“It’s always important to save. You never know when you’re going to need something and not have money (…) for when your children get sick or something like that (…) it’s a good way to buy things, or to start a business.”
Yaneth Flores Vargas is just one of the success stories to emerge from the pilot savings program of Familia JUNTOS, the focus of a recent workshop – “Conditional Cash Transfer Programs and Financial Inclusion: An Encounter in Progress” – that the New America Foundation’s Global Savings and Social Protection initiative attended in Peru.

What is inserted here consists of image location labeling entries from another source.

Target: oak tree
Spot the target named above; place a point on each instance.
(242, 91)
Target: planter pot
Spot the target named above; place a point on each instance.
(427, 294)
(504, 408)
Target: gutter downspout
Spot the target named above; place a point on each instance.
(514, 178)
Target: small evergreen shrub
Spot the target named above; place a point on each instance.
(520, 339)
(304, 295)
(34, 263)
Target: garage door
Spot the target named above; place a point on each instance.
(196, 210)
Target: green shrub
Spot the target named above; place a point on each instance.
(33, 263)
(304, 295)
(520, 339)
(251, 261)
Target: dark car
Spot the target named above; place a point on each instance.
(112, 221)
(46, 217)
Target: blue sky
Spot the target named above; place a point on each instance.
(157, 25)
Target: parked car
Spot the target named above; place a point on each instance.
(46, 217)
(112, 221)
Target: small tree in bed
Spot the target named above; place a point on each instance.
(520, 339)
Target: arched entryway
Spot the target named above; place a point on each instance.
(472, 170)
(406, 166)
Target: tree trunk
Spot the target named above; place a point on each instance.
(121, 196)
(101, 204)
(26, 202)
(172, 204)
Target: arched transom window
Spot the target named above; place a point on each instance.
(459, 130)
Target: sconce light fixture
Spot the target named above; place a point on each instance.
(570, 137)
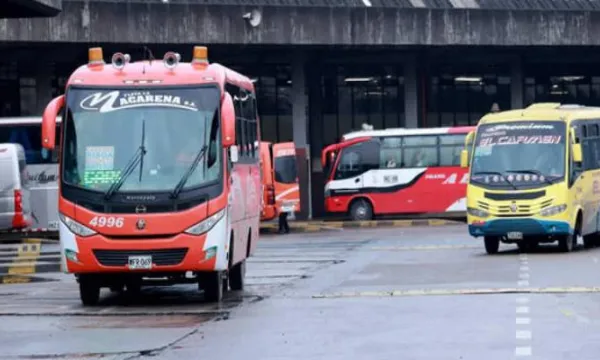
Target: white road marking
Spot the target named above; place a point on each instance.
(523, 334)
(523, 351)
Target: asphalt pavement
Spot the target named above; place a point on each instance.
(387, 293)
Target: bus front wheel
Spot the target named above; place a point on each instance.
(361, 210)
(566, 243)
(492, 243)
(212, 284)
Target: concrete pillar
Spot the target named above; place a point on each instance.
(516, 83)
(300, 132)
(411, 93)
(43, 89)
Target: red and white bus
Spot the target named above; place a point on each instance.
(159, 173)
(396, 171)
(280, 179)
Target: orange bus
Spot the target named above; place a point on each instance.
(159, 176)
(281, 190)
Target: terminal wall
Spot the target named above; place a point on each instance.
(211, 24)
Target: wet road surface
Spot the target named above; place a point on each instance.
(403, 293)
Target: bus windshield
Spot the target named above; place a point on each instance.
(105, 129)
(285, 169)
(519, 153)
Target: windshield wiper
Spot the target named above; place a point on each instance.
(534, 172)
(496, 173)
(189, 172)
(138, 157)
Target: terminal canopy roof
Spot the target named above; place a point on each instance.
(29, 8)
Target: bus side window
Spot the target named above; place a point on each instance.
(420, 151)
(450, 148)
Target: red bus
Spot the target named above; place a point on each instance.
(396, 171)
(159, 176)
(280, 179)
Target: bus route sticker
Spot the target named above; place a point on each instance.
(99, 158)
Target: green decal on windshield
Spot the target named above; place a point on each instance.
(483, 150)
(99, 158)
(98, 177)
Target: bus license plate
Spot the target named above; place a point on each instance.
(514, 235)
(287, 208)
(140, 262)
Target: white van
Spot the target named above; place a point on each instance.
(15, 208)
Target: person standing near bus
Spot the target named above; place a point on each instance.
(284, 227)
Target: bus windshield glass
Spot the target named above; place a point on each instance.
(157, 132)
(285, 169)
(517, 154)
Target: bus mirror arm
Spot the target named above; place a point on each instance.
(577, 153)
(464, 159)
(49, 122)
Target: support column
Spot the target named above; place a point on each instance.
(516, 83)
(411, 93)
(43, 89)
(300, 132)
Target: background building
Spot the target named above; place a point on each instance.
(324, 67)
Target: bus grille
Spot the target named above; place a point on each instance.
(160, 257)
(505, 210)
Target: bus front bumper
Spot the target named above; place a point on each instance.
(526, 226)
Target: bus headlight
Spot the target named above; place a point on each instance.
(206, 224)
(553, 210)
(75, 227)
(477, 212)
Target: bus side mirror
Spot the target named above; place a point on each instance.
(577, 154)
(233, 153)
(228, 121)
(49, 122)
(464, 159)
(469, 138)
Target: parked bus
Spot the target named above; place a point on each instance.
(159, 175)
(530, 180)
(281, 190)
(396, 171)
(42, 170)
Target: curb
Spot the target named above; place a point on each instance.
(319, 226)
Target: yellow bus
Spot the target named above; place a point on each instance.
(534, 177)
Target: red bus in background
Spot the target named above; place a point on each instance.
(281, 190)
(396, 171)
(159, 176)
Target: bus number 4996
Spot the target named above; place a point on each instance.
(103, 221)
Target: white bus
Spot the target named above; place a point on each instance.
(42, 168)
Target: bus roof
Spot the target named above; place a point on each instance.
(23, 120)
(543, 112)
(155, 74)
(407, 132)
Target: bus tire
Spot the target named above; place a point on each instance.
(89, 291)
(492, 244)
(566, 242)
(361, 210)
(236, 276)
(212, 283)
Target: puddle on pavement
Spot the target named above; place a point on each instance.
(142, 322)
(22, 279)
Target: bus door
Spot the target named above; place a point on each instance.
(287, 188)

A mother of two with a high school education, Vargas always enjoyed knitting sweaters, but before joining Familia JUNTOS she needed to raise pigs in order to support her craft. Since joining, she has been able to save enough to purchase a knitting machine – which she learned how to use from reading magazines – and is now earning enough to support herself and her family. She hopes to eventually save enough to buy more machines and start a business, in addition to sending her kids to college.
In addition to visiting participants in the pilot savings program, Proyecto Capital’s workshop, funded by the Ford Foundation and the International Development Research Centre (IDRC), explored the general promise of linking conditional cash transfer (CCT) programs such as Familia JUNTOS to asset building. The event was co-organized by Caroloina Trivelli, Peru’s newly appointed Minister for Social Inclusion, and attracted a variety of stakeholders from the fields of social protection and financial inclusion in Latin America, South Africa and North America. Workshop sessions covered topics including financial education and mobile banking, the comparative experiences of Latin and America and South Africa in linking CCTs to savings, and financial products that could be included in the portfolios of the rural poor.
The results (in Spanish) of the pilot savings component of Familia JUNTOS, which was launched in 2009, are particularly inspiring. Although the women in the program were initially skeptical about their savings accounts, over time they came to trust that their money would be available from the bank when desired. As a result, they have been able to plan for anticipated educational and family costs, be better protected against emergencies, and in cases such as Yaneth Vargas, advance their dreams of starting their own small businesses.
The New America Foundation’s Global Savings and Social Protection initiative is currently researching and expanding upon these findings to uncover the where, when, why and how of linking asset building to government cash transfers. If the early results from Peru are any guide, the outcome will be nothing short of remarkable.